Debugging Improvements:

Problems:

  • Plugging in SWD headers can be difficult and nearly impossible when the top shell is on

  • UART printf is very intrusive, and effects internal timings and watchdogs

  • Current debug methods like GDB is very intrusive to processes

ESP32:

  • ESP32 wroom modules are very easy to program and the hardware is also very simple

  • We program with arduino IDE if we rlly wanted

  • ESPnow is a very easy way to get peer to peer communication between ESP32 devices, and doesn’t require a wifi connection

    • ESPnow only works peer to peer tho, so we need a reciever ESP32.

  • Ideally we can combine this with our UART bootloader to do OTA updates

  • Range is limited, so this will only be a debugging tool when you’re close by to the car

Bootloaders:

  • Enclosures can have panel mounted USB connectors, so a USB bootloader will allow us to flash a board without opening enclosures up

  • CAN bootloader will allow us to program any arbitrary board in the car while the top shell is on

    • Since we have several layered CANbusses (CarCAN, BPS CAN, Controls CAN, Sensor CAN), the ideal CAN bootloader allows us to program any node in the CANbus from the Dashboard since that is the only accessible enclosure when top shell is on

  • when the top shell is on we cannot access USB of any enclosure other than the dashboard so we need another method to flash boards

Software Considerations for Solar McQueen:

  • Queue’s are cringe if you only care about the most recent piece of data

  • Code functionality should be very easy to modify / add to

  • Use the STM32’s internal watchdog, to ensure a random task didn’t take control of your processor.
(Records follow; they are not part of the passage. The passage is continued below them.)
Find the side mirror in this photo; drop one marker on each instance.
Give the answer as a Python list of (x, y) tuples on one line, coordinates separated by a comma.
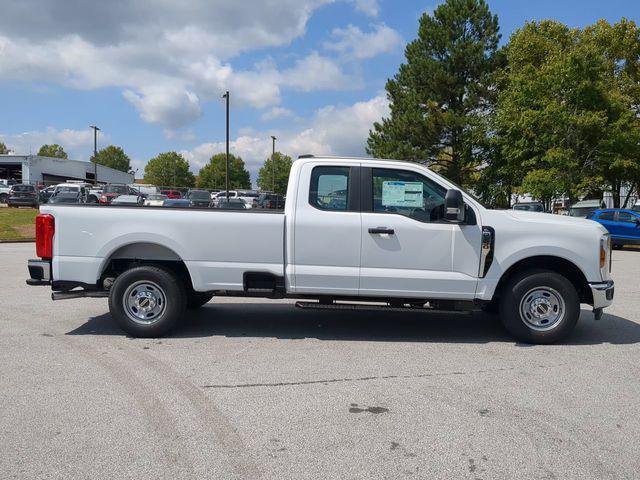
[(454, 209)]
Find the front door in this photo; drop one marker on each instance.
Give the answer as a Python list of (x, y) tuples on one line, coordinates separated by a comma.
[(327, 229), (408, 250)]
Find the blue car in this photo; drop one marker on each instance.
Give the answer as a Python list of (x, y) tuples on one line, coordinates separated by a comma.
[(623, 225)]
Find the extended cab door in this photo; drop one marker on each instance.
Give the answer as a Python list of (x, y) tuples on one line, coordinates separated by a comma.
[(327, 228), (408, 250)]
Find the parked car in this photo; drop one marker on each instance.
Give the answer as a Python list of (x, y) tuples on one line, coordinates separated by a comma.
[(425, 244), (622, 224), (529, 206), (5, 190), (271, 201), (248, 196), (199, 198), (585, 208), (221, 195), (66, 197), (232, 204), (171, 194), (23, 195), (176, 202), (154, 200), (80, 189), (112, 191), (128, 200), (46, 193), (143, 189)]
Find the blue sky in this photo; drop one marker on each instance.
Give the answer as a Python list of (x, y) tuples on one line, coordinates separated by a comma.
[(311, 72)]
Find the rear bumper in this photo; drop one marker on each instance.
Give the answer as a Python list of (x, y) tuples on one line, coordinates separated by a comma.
[(602, 294), (39, 272)]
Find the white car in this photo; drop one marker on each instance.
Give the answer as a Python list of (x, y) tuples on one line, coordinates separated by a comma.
[(154, 200), (354, 231), (127, 200)]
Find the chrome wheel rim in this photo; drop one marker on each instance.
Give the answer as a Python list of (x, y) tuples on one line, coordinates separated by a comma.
[(542, 308), (144, 302)]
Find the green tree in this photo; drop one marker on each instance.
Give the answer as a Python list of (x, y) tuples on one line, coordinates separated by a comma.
[(565, 109), (113, 157), (213, 174), (441, 97), (169, 169), (54, 150), (282, 165)]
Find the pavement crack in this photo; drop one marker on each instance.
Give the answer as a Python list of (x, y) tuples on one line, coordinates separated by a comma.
[(365, 379)]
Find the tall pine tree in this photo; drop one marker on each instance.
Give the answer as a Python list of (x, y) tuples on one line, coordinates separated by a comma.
[(441, 97)]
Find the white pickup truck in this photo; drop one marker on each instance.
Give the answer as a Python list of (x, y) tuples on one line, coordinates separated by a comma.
[(355, 233)]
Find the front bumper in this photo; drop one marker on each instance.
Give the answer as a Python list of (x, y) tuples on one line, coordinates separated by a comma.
[(39, 272), (602, 294)]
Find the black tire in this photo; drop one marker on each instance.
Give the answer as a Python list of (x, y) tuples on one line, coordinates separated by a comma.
[(198, 299), (164, 291), (559, 305)]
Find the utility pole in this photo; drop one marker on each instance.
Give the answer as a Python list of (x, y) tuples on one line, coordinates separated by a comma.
[(273, 163), (95, 153), (226, 95)]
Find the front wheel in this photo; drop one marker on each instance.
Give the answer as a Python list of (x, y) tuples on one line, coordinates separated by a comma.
[(147, 301), (539, 306)]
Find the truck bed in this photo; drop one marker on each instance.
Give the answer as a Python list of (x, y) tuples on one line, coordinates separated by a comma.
[(217, 246)]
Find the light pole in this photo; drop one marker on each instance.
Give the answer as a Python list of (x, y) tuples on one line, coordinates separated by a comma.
[(273, 163), (95, 153), (226, 95)]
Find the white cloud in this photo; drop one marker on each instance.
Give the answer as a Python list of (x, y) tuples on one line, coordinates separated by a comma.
[(351, 42), (333, 130), (168, 57), (368, 7), (77, 143), (277, 112)]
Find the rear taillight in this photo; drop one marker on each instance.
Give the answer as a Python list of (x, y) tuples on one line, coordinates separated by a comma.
[(45, 228)]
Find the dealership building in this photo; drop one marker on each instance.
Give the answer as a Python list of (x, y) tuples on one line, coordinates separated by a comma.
[(35, 169)]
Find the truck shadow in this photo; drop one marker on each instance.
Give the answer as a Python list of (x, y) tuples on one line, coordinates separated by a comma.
[(284, 321)]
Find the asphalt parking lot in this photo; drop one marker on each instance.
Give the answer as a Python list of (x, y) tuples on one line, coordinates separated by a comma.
[(256, 389)]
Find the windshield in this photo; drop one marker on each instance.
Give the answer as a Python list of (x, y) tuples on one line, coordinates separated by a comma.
[(199, 195), (115, 189), (67, 189)]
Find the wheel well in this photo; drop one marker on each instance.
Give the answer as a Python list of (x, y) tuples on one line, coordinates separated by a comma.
[(137, 254), (555, 264)]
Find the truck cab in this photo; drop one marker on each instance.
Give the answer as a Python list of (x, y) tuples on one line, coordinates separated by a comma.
[(393, 234)]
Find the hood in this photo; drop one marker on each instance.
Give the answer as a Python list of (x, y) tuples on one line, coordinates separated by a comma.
[(545, 219)]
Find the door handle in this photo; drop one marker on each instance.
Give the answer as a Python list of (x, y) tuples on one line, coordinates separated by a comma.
[(388, 231)]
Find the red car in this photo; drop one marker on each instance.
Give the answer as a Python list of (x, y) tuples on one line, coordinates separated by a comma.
[(109, 192), (172, 194)]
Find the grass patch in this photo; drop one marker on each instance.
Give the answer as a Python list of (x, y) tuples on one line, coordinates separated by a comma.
[(17, 224)]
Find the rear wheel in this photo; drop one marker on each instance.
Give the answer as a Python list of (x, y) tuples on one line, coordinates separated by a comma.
[(539, 306), (198, 299), (147, 301)]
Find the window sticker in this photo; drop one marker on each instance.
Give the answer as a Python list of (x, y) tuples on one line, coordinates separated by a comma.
[(402, 194)]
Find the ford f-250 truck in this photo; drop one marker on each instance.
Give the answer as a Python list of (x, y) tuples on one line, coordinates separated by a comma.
[(353, 230)]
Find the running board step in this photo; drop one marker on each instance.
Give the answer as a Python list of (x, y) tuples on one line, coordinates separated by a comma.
[(364, 306), (79, 294)]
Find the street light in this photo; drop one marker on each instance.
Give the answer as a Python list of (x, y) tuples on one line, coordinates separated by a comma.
[(226, 95), (273, 163), (95, 153)]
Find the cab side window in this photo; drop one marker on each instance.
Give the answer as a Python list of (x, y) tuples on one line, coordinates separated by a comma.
[(626, 217), (329, 189), (407, 193)]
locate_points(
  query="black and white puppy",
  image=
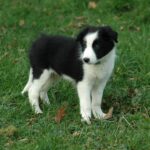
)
(88, 60)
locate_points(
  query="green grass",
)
(128, 90)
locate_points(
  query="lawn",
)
(128, 90)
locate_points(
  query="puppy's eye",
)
(96, 45)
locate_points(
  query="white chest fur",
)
(102, 71)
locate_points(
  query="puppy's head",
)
(96, 42)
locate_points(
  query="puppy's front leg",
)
(97, 93)
(84, 90)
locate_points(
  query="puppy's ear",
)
(81, 35)
(108, 33)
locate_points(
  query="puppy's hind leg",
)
(29, 83)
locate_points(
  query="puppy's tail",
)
(29, 83)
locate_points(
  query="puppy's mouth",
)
(92, 63)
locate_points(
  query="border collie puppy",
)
(88, 60)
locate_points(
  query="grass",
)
(128, 90)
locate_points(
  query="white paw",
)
(97, 112)
(86, 116)
(44, 98)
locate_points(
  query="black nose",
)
(86, 60)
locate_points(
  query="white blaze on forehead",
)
(89, 51)
(90, 38)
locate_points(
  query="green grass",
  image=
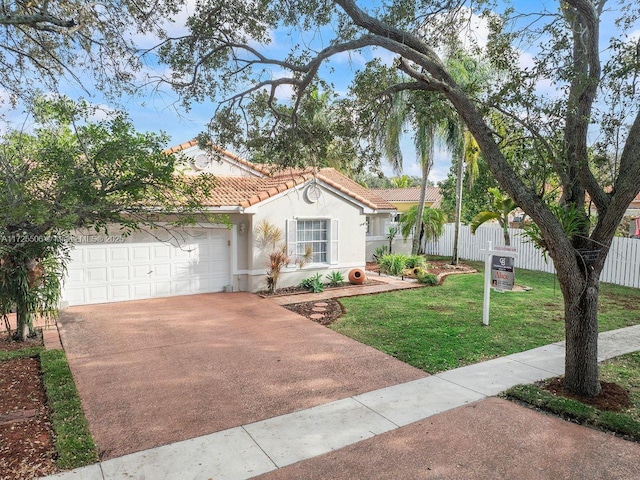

    • Basically you need to acknowledge a watchdog every n amount of seconds to say that you’re doing good, and if that watchdog is not acknowledged then you know some RTOS task has taken too long or has blocked the processor

    • You always want some guarantee that something important is running, whether that be through a watchdog or some external device waiting for a CAN message

  • In your fault state don’t suspend the scheduler

    • Our BSP is heavily built around the RTOS, so if we want to send CAN messages in a fault state then we need to have a new special implementation of CAN with no RTOS

Sharepoint Changes:

  • We should rely more on CubeMX generated code for initiializations and other things that don’t really matter in terms of performance

    • Mainly the Systemclock config should be handled by each project and the end user since you need to change the config based on external vs internal oscillator, which mcu it’s on, and some other factors. It’s not worth our time to make a generic solution and should just make end users generate their own clock config given their microcontroller

  • Remove hard coded pin defintions in sharepoint

    • Can be hard to trace pin definitions from random files if it creates conflicts

    • If any pins need to be hard coded, wrap them in #ifndef so the user can override it

  • MspInit:

    • The MSPInit function for a peripheral is called when you call the init function for said peripheral

    • If I call HAL_CAN_Init(CAN1), a weakly defined function called HAL_CAN_MspInit(CAN1) will be called.

    • For most peripherals, you can have a ton of different pin settings / configurations, so sharepoint should provide their own weak declaration and then the user will make their own declaration for their pin configuration

    • //Sharepoint weak void HAL_CAN_MspInit(){ // Init some random set of pins } // End user code void HAL_CAN_MspInit(){ // Init the pins I want } HAL_CAN_Init();
  • Adding a folder for common applications you can choose to include in your code

    • Some driver that takes control of a interrupt (like a pwm driver that steals the timer interrupt callback)

    • A nonblocking printf task

    • A task that waits for UART or CAN bootloader messages

  • Good documentation on how to set it up

    • Maybe doxygen and heavier requirements on bsp instructions?